Pour ma part, j´habite dans une ville très prisée par les familles et en pleine expansion. Un an d´attente, ça fait plutôt rêver. Avoir une place en crèche ici tient du miracle et il faut jouer des coudes pour obtenir une place en Kita. Une amie me confiait qu´elle avait inscrite sa fille dans sa crèche de quartier alors qu´elle était enceinte de 3 mois. 2 ans plus tard, sa fille était 659ème sur la liste d´attente. Ici sans coup de pouce, il y a facilement 2, 3 ans d´attente et même davantage.

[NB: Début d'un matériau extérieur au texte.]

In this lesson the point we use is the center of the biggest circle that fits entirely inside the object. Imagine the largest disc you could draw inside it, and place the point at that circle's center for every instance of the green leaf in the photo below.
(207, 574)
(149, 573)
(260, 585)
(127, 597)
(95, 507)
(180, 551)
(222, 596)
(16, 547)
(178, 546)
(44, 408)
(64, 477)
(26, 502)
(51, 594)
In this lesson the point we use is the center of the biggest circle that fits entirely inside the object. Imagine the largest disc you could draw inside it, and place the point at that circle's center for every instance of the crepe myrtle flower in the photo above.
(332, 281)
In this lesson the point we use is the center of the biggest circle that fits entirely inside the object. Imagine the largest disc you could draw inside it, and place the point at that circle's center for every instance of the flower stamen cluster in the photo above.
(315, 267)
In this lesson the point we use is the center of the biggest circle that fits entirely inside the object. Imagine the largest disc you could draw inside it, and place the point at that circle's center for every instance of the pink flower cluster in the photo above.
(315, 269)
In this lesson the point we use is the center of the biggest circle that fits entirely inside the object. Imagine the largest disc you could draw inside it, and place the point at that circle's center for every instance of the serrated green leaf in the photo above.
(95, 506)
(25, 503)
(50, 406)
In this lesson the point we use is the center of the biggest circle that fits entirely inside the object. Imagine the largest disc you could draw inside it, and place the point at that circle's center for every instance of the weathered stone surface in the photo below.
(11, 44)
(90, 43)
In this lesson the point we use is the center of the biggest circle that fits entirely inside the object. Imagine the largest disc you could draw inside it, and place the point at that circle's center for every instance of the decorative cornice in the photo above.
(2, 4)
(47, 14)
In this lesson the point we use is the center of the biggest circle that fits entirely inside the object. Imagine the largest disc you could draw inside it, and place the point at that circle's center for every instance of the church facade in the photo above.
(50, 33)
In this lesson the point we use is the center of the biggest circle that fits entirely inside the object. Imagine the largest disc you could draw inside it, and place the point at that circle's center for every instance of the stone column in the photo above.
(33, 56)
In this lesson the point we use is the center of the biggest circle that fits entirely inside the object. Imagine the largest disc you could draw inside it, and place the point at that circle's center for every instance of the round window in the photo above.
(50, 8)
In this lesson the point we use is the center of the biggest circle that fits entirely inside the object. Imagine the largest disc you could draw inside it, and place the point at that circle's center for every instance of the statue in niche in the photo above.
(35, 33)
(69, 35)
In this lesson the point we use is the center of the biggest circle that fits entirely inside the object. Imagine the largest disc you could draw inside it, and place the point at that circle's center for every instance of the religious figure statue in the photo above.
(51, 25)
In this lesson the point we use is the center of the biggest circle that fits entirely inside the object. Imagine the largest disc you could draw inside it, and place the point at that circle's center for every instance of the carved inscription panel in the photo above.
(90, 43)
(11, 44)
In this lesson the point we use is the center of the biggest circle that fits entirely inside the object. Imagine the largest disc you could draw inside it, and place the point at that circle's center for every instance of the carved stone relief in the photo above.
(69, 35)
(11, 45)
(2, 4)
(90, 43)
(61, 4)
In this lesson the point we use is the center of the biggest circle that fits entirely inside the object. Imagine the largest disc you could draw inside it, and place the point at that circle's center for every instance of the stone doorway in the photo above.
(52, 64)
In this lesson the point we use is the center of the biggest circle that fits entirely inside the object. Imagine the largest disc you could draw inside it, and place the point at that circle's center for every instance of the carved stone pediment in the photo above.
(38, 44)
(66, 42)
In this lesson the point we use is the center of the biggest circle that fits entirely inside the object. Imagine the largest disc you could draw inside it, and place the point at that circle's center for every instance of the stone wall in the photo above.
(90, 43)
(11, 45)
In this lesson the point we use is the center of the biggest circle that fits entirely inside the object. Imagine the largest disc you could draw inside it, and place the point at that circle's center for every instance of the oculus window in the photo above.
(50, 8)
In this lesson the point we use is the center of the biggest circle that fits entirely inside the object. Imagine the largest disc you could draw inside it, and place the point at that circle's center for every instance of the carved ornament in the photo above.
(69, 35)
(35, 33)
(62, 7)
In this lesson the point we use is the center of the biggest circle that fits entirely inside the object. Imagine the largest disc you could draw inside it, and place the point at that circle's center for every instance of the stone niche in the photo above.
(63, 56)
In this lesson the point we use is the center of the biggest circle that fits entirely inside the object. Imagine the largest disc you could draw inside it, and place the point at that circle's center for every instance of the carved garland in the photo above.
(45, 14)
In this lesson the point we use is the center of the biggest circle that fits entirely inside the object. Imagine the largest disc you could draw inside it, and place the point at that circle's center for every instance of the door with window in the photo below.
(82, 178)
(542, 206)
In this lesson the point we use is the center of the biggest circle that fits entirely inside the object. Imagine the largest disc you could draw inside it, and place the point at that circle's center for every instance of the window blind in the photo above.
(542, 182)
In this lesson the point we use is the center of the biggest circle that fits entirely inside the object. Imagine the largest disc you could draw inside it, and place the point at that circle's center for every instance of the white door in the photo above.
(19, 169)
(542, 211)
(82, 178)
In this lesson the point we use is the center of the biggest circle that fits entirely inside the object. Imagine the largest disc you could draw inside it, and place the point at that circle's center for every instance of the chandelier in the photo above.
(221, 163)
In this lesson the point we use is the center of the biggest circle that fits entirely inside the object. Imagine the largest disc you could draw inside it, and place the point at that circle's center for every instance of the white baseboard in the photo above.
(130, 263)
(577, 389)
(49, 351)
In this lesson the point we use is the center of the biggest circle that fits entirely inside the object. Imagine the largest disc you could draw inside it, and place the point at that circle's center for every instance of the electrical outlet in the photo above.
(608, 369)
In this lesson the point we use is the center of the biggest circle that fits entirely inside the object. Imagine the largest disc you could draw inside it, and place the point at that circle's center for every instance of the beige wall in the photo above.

Qui n´a pas de place en crèche fait garder son enfant par une nounou et la ville règle la différence. Plusieurs familles ont assigné la ville en justice parce qu´elle n´obtenait pas de place en Kita pour leur enfant de plus de 3 ans. Les choses sont en train de changer car la ville construit plusieurs Kita et agrandit les Kitas déjà existantes mais il faut le temps de construire et surtout de recruter le personnel rare par les temps qui courent. Bref, tout cela prend du temps.
L´autre effet de cette course contre la montre, c´est qu´il se développe des Kita de « seconde zone » surchargée avec du personnel plus ou moins bien formé. Dans l´urgence, plusieurs Kita passent de 50 à 100 enfants, de 100 à 160 enfants, alors qu´elles ont déjà du mal à recruter du personnel.
Ecrire mon expérience personnelle serait bien long. Je dirais pour résumer qu´avoir une place en Kita c´est bien mais encore faudrait- il que la qualité soit aussi là.
Merci beaucoup de venir lire mes articles et pour ton commentaire ! En effet, certaines régions sont dans des situations beaucoup plus catastrophiques.
Le recrutement des éducateurs qualifiés est un vrai problème. Dans notre crèche, la directrice a fait face en même temps à trois départs : une démission (prévue), une éducatrice qui a dû partir car elle était enceinte et une qui a eu un grave accident de voiture. Elle a mis des mois à retrouver trois nouvelles éducatrices bien formées et compétentes.
Et comme tu l’as bien expliqué, il y a aussi tous les niveaux de qualité pour les crèches, certaines amies ont vraiment fait de mauvaises expériences.
A bientôt !
Merci beaucoup! Très informatif 🙂
Contente que l’article t’ait intéressée !
Merci pour cet article extrêmement intéressant ! Je considère une opportunité pro en Allemagne et avec un enfant en bas âge, c’est un sujet un peu stressant car très difficile d’avoir des infos quand on ne parle pas allemand, donc mille mercis !
Je vous en prie ! N’hésitez pas à me contacter par mail si vous avez d’autres questions ! L’Allemagne est un pays globalement accueillant pour les familles.